Sim, há. Estamos aprendendo a lidar com as nuances que as redes sociais tem em nossas visões de mundo. Iniciativas importantes brotam e se fortalecem para trazer informação e formação para as diversas populações a respeito das armadilhas das tecnologias e ensinando a usa-la de forma mais equilibrada e inspiradora para uma vida melhor.

Recentemente a discussão sobre a regulamentação das plataformas online, como Google, Meta, Twitter, demonstra que a nossa sociedade caminha para um amadurecimento sobre esse tema tão sensível e tão presente na nossa vida atual.

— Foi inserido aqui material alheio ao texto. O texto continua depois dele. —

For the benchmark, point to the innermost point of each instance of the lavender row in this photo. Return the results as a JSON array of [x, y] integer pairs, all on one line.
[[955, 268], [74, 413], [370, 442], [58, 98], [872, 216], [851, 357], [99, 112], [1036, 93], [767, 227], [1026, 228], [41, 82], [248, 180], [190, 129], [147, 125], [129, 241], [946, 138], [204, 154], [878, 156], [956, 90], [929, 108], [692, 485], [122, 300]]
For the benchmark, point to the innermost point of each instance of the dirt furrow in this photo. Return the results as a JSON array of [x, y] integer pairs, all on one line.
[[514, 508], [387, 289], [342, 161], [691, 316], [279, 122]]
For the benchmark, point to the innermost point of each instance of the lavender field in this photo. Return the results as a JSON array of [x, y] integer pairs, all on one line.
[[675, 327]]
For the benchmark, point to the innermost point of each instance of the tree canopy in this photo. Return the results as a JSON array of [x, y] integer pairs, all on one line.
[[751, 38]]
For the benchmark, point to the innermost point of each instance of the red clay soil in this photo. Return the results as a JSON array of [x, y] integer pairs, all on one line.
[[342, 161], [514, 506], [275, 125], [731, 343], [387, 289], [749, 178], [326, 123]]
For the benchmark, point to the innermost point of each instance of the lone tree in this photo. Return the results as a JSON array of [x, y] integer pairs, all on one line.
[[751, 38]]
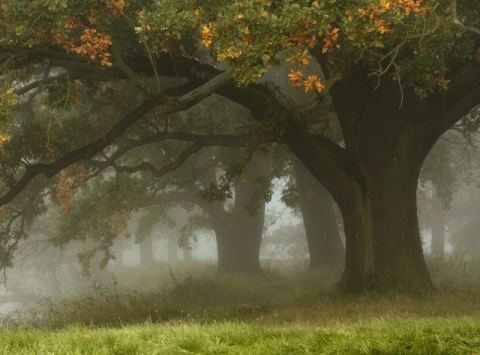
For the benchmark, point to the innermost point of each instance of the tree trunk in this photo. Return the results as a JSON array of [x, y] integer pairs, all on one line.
[[187, 254], [146, 251], [172, 247], [238, 245], [118, 245], [324, 243], [239, 232], [373, 177], [438, 226]]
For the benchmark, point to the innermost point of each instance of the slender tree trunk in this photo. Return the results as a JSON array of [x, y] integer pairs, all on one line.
[[146, 251], [438, 226], [324, 243], [187, 255], [118, 245], [239, 232], [172, 247], [238, 245]]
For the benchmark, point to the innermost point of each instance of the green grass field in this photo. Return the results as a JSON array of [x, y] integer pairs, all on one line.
[[182, 312], [393, 335]]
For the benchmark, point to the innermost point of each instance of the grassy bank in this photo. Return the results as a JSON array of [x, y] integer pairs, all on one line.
[[392, 335], [158, 310]]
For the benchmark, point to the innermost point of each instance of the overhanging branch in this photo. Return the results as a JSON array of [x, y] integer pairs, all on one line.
[[168, 104]]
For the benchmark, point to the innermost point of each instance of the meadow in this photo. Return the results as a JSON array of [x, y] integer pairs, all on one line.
[[189, 309]]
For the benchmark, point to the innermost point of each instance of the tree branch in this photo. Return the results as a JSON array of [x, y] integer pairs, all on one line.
[[168, 104]]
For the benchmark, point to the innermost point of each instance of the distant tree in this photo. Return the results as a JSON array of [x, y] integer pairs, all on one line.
[[400, 73]]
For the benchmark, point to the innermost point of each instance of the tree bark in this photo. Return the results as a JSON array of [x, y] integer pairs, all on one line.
[[373, 178], [323, 237], [239, 232], [118, 245], [146, 251], [437, 219], [187, 255], [172, 247]]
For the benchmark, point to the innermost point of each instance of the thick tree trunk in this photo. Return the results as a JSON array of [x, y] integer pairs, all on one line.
[[384, 250], [387, 134], [324, 243]]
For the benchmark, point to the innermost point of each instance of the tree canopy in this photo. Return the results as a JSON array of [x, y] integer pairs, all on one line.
[[87, 81]]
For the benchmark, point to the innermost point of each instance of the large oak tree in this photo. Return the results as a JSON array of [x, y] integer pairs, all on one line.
[[400, 73]]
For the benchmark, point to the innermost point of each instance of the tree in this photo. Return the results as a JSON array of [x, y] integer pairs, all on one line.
[[400, 73], [324, 243]]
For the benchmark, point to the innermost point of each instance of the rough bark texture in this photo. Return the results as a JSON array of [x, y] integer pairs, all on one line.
[[437, 219], [146, 251], [118, 245], [323, 237], [238, 232], [172, 245]]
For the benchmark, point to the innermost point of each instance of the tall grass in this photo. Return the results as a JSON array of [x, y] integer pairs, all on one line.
[[195, 293], [381, 336]]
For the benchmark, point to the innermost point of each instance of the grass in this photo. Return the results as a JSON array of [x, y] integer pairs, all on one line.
[[379, 336], [159, 310]]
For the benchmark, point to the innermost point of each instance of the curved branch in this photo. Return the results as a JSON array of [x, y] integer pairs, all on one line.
[[168, 104]]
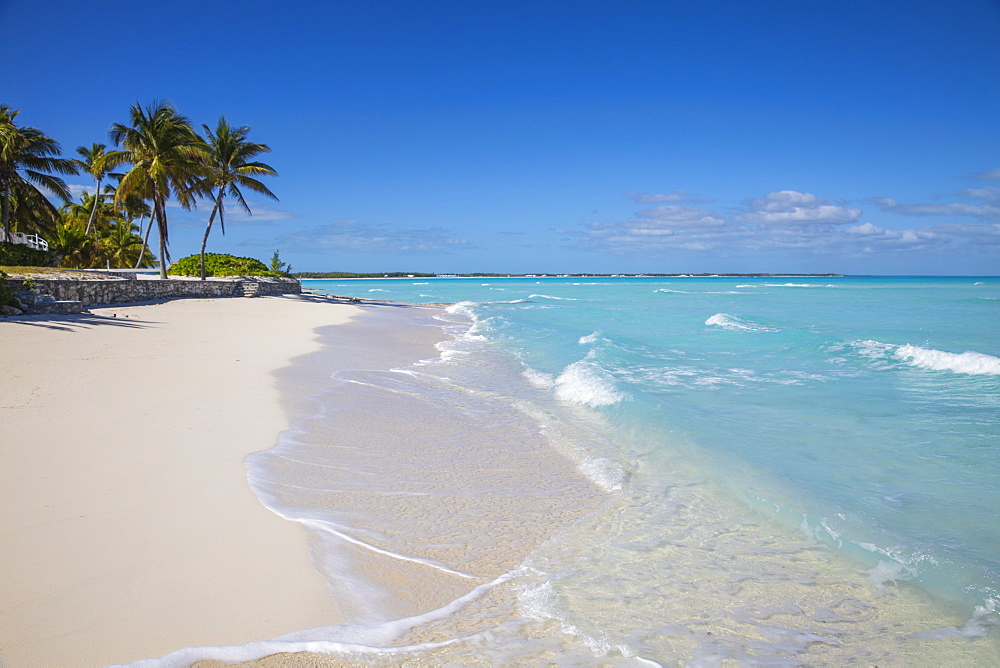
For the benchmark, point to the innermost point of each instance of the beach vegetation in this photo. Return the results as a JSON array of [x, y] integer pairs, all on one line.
[[20, 255], [220, 264], [29, 164], [278, 266], [231, 167], [354, 274], [98, 162], [167, 160], [7, 291]]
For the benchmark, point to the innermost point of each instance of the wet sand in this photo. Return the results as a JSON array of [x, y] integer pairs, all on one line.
[[127, 527]]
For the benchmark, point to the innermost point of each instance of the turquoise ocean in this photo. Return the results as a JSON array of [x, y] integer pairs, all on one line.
[[858, 418], [796, 471]]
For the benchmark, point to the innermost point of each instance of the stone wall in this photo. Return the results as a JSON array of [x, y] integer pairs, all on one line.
[[118, 291]]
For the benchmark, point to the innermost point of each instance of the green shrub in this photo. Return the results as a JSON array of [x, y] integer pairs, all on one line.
[[220, 264], [19, 255], [6, 292]]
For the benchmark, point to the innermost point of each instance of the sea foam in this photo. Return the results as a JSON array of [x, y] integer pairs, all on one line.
[[586, 383], [969, 362], [735, 323]]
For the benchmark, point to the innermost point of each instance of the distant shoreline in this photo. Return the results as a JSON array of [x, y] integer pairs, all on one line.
[[318, 275]]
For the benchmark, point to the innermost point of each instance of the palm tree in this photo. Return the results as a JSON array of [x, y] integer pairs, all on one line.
[[98, 162], [27, 159], [229, 157], [166, 156], [74, 248], [121, 246]]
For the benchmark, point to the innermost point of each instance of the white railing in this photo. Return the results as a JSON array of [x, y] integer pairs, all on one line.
[[29, 240]]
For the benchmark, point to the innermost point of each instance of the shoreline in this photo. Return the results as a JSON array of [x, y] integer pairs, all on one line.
[[127, 525], [130, 436]]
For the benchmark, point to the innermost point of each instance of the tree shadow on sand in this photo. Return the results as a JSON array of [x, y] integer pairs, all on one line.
[[75, 322]]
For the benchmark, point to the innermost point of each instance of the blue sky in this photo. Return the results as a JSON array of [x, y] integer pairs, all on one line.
[[709, 136]]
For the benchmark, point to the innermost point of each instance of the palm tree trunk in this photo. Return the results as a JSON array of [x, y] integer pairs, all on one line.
[[145, 239], [93, 209], [208, 228], [161, 227], [5, 216]]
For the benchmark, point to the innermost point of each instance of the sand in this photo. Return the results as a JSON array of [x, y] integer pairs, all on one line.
[[126, 525]]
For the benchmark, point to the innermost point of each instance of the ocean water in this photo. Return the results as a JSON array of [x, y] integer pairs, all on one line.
[[788, 471]]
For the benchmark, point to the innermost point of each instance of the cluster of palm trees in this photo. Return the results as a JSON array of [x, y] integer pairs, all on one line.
[[163, 158]]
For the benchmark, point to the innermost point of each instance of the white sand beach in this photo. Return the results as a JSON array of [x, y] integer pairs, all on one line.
[[130, 532], [126, 525]]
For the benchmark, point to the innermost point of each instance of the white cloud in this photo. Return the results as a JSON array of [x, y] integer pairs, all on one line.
[[989, 193], [988, 211], [790, 207], [779, 222], [670, 215], [650, 198]]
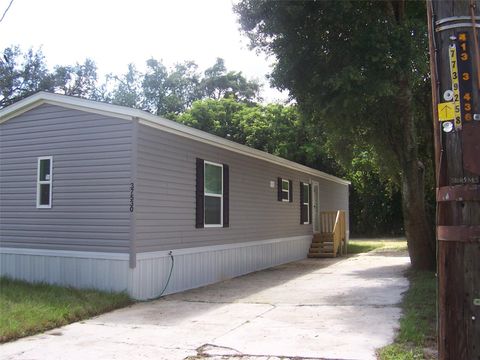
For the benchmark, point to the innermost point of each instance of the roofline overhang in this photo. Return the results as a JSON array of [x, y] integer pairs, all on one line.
[[154, 121]]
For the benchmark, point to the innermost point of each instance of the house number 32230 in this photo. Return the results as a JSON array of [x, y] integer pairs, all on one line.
[[132, 188]]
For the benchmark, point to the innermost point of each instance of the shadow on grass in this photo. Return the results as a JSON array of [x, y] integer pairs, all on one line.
[[28, 309]]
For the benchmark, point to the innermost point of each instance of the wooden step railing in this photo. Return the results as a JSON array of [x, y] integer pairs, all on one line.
[[332, 231]]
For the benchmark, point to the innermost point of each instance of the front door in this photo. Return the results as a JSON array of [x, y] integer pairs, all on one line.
[[315, 207]]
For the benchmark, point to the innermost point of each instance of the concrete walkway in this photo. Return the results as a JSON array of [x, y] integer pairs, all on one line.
[[321, 309]]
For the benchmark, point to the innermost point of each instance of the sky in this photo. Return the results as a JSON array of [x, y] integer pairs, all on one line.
[[115, 33]]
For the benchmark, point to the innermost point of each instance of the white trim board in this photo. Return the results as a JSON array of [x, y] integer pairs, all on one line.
[[65, 253], [145, 255], [157, 122]]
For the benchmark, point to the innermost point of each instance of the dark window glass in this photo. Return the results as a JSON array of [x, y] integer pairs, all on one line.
[[44, 170], [44, 194], [213, 210], [213, 179], [306, 195], [305, 213]]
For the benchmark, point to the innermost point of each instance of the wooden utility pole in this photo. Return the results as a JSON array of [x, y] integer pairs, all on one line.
[[454, 27]]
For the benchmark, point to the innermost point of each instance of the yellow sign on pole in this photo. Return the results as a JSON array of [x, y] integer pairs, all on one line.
[[446, 111], [455, 87]]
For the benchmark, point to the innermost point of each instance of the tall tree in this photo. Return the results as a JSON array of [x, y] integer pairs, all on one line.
[[219, 83], [23, 74], [359, 69], [77, 80]]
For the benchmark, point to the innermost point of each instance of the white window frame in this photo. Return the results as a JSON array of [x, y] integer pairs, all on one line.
[[205, 193], [306, 203], [287, 191], [43, 182]]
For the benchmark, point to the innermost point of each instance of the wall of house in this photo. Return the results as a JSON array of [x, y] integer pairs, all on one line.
[[91, 180], [165, 196]]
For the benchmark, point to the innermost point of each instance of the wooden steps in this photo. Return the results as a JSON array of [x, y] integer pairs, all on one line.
[[322, 246], [331, 238]]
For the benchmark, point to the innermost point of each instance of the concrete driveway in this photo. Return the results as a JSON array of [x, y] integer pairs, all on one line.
[[316, 308]]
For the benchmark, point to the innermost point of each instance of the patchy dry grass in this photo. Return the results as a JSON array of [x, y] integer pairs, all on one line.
[[27, 309], [358, 246], [416, 338]]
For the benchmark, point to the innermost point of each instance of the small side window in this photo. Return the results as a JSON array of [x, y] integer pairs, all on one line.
[[213, 192], [44, 182], [285, 190], [285, 193]]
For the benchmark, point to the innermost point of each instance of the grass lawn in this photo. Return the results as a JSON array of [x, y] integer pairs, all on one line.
[[361, 246], [416, 338], [27, 309]]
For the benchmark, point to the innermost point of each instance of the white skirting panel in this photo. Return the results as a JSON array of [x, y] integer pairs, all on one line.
[[201, 266], [66, 268], [192, 268]]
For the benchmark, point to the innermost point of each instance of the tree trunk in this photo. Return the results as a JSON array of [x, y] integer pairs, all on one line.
[[418, 230], [417, 227]]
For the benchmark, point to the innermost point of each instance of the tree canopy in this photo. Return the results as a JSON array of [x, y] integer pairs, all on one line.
[[223, 103], [358, 69]]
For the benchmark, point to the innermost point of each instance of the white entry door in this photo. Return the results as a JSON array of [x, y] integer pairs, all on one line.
[[315, 207]]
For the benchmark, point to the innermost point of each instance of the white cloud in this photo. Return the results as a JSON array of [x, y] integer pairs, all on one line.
[[116, 32]]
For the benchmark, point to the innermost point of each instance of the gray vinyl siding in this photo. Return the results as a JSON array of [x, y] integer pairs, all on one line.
[[91, 177], [165, 195]]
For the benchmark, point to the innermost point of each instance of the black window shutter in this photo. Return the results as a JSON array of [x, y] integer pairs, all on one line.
[[199, 216], [302, 218], [290, 189], [310, 204], [226, 196], [279, 193]]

As diversas legislações que se debruçam sobre direito digital, proteção de dados, relações comerciais e sociais nas plataformas online estão em aperfeiçoamento e ganham mecanismos de regulação e regulamentação.

E os pequenos passos também são importantes como amadurecer a consciência de procurar mais fontes de informação ou pelo menos desconfiar de notícias que nos chegam pelos diversos aplicativos que temos em nossos celulares. Lidar com a ansiedade para manusear os celulares e outros dispositivos eletrônicos também é um assunto que cada vez mais especialistas tem estudado e compartilhado estratégias.

Enquanto tudo isso acontece silenciei as notificações do meu celular, não falo de política com minha mãe e nem com alguns “amigos” e sigo procurando aprender como lidar com tudo isso na minha profissão de jornalista.